The construction of a well-defined and efficient Z-scheme heterostructure with enhanced photogenerated charge carriers and their rapid transfer is vital for realizing efficient photocatalytic hydrogen production, to achieve carbon neutrality. Herein, we study the H₂ evolution reaction by rationally constructing a hybrid Au-anchored UiO-66-NH₂ with localized surface plasmon resonance (LSPR) properties, embedded with ZnIn₂S₄/MoS₂ nanosheets. Interestingly, the synergistic effect of excellent heterojunction, tunes additional catalytic active sites, provides effective separation of photogenerated charges at the junction interface and establishes a dedicated microenvironment for the boosted electron transfer.

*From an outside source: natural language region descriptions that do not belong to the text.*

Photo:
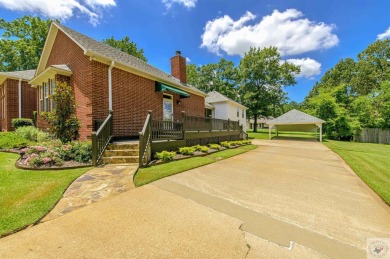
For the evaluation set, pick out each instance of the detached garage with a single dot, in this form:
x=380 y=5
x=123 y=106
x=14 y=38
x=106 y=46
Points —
x=295 y=120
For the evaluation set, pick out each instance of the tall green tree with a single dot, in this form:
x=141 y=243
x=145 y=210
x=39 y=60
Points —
x=126 y=45
x=221 y=77
x=21 y=42
x=262 y=77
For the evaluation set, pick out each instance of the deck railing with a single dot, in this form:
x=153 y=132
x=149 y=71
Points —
x=193 y=123
x=145 y=138
x=101 y=138
x=167 y=130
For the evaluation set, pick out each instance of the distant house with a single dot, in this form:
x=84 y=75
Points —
x=106 y=79
x=17 y=97
x=261 y=122
x=219 y=106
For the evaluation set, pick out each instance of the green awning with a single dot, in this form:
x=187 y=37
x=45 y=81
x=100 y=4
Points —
x=160 y=87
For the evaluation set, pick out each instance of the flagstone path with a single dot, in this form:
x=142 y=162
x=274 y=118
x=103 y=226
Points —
x=93 y=186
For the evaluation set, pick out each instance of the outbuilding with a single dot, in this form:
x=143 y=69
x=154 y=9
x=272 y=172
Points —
x=295 y=120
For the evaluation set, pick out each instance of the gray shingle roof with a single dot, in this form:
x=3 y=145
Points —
x=214 y=97
x=295 y=117
x=25 y=74
x=115 y=54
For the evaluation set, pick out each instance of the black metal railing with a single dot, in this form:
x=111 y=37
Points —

Notably, the optimized hybrid photocatalyst (Au₆@U6N)₁₅/ZIS/MS₅ exhibits highly efficient H₂ generation of 58.2 ​mmol ​g⁻¹ ​h⁻¹, which is almost 16 and 1.5 folds of the pristine ZIS and MS/U6N/ZIS, correspondingly. It has an apparent quantum efficiency of 19.6% at a wavelength of 420 ​nm, surpassing several reported MOF-based ZnIn₂S₄ photocatalytic H₂ evolution activities. Significantly, this research provides insights into the design of interface-engineered plasmonic MOF with layered encapsulated heterostructures that elucidate the role of plasmonic LSPR effect and efficiently regulate the charge transfer with enhanced microchannels, hence boosting the visible-light-driven photocatalytic activity for realizing efficient green energy conversion.